"NADA NOS DEIXA TÃO SOLITÁRIOS QUANTO OS NOSSOS SEGREDOS" - Paul Tournier

terça-feira, 13 de setembro de 2011

Damn pt 3

Seu maior desafio foi passar outra vez pela cerca de arame farpado em meio a lama...
Voltou para seu quarto onde estivera durante toda a manhã, arrumou suas coisas, jogando fora tudo o que pudesse lembrar dele. Saias, camisetas, blusas e qualquer outra coisa que tivesse roxo em seu guarda-roupa (aquela cor lhe causava enjoos agora), ou que a deixasse parecida com algo que era quando estiveram juntos.

Sentou-se em frente ao espelho, olhou os olhos fundos um instante, e puxou para si a tinta de cabelo que sua mãe já havia deixado preparada para aplicar.
Ainda chorava um pouco, o rosto inchado, os olhos estavam ardendo e as marcas na pele começavam a incomodar, mas logo retornou seu foco para o espelho outra vez.
Mudou a música de sua playlist (de: I don't love you -MCR / para: Over now - Submersed) e começou o processo de tingimento.

Viu seu cabelo castanho avermelhado desbotado tomar cor e ficar mais escuro, até atingir a tonalidade certa de preto aos poucos " isso tudo por causa de um garoto idiota" dizia consigo entre uma madeixa com tinta e outra.
Ao término dos 20 minutos infindáveis, rumou para o banheiro, para começar a etapa de "enxague".
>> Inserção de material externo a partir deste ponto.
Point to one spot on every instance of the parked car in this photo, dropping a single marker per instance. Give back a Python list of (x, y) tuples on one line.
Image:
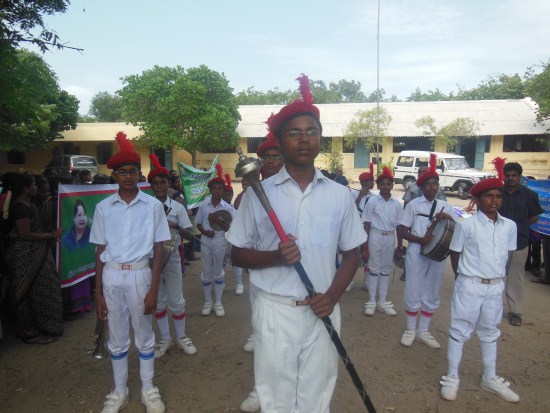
[(454, 172), (65, 164)]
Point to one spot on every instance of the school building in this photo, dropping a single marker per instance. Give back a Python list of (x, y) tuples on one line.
[(505, 128)]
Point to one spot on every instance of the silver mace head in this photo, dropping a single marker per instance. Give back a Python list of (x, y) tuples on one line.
[(248, 168)]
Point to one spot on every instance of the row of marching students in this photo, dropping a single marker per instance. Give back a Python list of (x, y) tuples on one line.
[(481, 250)]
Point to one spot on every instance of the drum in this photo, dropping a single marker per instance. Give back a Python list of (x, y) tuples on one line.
[(438, 248), (169, 246), (225, 216)]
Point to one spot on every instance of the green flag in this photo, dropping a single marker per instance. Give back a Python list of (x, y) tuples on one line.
[(195, 183)]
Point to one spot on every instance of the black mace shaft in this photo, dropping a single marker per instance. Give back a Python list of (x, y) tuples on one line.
[(249, 169)]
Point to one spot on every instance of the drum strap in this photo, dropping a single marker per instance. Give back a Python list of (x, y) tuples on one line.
[(432, 210)]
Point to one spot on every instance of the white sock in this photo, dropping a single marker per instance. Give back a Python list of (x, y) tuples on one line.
[(146, 370), (238, 273), (411, 320), (218, 290), (454, 355), (373, 284), (120, 373), (179, 324), (162, 324), (384, 284), (489, 356), (207, 288), (424, 323)]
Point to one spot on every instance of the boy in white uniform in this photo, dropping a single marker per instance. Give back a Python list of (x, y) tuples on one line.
[(128, 229), (424, 275), (213, 244), (380, 218), (295, 361), (480, 250), (171, 282)]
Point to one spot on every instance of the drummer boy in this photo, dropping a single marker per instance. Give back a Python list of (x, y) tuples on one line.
[(424, 275), (479, 252), (213, 231)]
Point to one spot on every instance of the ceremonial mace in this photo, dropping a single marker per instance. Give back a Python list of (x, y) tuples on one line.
[(249, 169)]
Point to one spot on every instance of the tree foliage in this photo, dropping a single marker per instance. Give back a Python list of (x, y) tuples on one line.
[(33, 109), (369, 126), (106, 107), (449, 134), (190, 109)]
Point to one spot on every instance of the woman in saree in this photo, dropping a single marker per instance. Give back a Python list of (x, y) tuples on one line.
[(34, 280)]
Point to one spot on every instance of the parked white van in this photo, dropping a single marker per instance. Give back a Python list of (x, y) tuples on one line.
[(454, 172)]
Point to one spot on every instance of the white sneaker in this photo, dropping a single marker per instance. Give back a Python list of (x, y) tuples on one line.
[(115, 402), (386, 307), (220, 312), (251, 403), (407, 338), (449, 387), (427, 339), (500, 387), (186, 345), (151, 399), (162, 347), (206, 308), (370, 308), (249, 345)]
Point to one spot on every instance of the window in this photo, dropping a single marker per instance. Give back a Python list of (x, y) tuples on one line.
[(15, 157)]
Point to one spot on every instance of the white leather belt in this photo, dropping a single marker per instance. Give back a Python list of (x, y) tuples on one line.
[(127, 267), (283, 300)]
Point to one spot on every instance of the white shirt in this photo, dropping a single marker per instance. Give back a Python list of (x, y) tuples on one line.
[(129, 231), (420, 224), (207, 208), (322, 218), (484, 245), (383, 215)]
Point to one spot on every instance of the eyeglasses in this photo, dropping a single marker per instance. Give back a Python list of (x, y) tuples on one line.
[(131, 172), (296, 133), (266, 158)]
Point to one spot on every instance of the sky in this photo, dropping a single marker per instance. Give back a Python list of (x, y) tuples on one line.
[(267, 44)]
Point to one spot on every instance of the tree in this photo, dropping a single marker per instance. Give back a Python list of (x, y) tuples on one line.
[(20, 17), (193, 110), (449, 134), (538, 88), (369, 127), (33, 109), (106, 107)]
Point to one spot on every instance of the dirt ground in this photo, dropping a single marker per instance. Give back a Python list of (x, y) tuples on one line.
[(64, 378)]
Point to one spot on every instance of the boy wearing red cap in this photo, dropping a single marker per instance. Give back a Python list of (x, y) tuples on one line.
[(480, 249), (171, 282), (213, 244), (380, 219), (424, 275), (295, 362), (129, 228)]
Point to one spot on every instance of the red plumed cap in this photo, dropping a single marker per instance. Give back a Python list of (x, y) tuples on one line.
[(126, 155), (486, 185), (430, 173), (367, 176), (218, 178), (300, 107), (386, 173), (158, 168)]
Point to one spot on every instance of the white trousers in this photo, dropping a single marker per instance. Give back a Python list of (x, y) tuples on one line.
[(171, 286), (381, 251), (295, 361), (423, 282), (124, 292), (212, 255), (475, 306)]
Cansou de chorar daquela forma, pois estivera naquela situação outras vezes... Retirou o excesso da tinta, sentou no chão do banheiro e recomeçou a chorar silenciosamente sob a água que caia quente em sua cabeça.
A cada lágrima que caía, vinha uma lembrança em sua mente;
Primeiro, vinham coisas de antes dele: suas amigas, o dia do seu batismo na igreja que frequentava desde pequena, e como estava feliz antes desse um ano começar. Lembrou-se de como demorou pra se recuperar dos outros baques, e dizia que não sofreria daquela forma nunca mais.
Depois, vinham as lembranças dele; claras como cristal: O dia em que ficaram juntos no churrasco da família dela em meio à bagunça, piadas e trocas de confidências; a 1º vez que viram uma estrela cadente juntos, onde parecia que até mesmo Deus era cúmplice dessa história de amor inusitada; lembrou-se de como ele olhava pra ela como se a mesma fosse o seu bem mais precioso, as palhaçadas que compartilharam, as tombadas no meio da rua, o dia do batismo dele, as promessas de amor eterno... E depois começaram a surgir as imagens ruins que tanto sufocavam-na : As marcas de unha nas costas resultados do ciúmes excessivo, as brigas e todas as vezes que ele desligara o telefone em sua cara, e o inevitável fim, as novas imagens dele com outra, fazendo as mesmas coisas que fizeram um dia quando estavam juntos...
Ela riu sombriamente " E a história se repete.. 1, 2, 3 vezes... ", pensou em voz alta.
Terminou seu banho, saiu com coragem do banheiro encarando o choque térmico da sauna que o banheiro havia virado para o frio cortante do lado de fora que entrava pela janela à esquerda.
Vestiu-se e olhou no espelho outra vez.

Apesar da cara inchada, não se parecia nem um pouco com a garota que vira a apenas 30 minutos antes, olhando nos mesmos olhos.
Via uma garota magra, com uma cascata de cabelos pesados e pretos caindo no meio de suas costas, tudo proporcional; seus lábios eram como que desenhados, carnudos e com um tom leve de rosado, olhos castanhos intensos e profundos... A pele morena meio pálida, porém atraente e saudável aos seus olhos... Percebeu que estava olhando para si de verdade pela 1º vez em semanas, gostou do que viu, e sorriu.
Vestiu-se o melhor que pôde, alisou os cabelos, passou um pouco de delineador nos olhos e um pouco de blush para amenizar a palidez, pôs seu all star surrado, jogou a mochila sobre os ombros, pegou a sacola com os ursos de pelúcia, respirou fundo e saiu porta afora.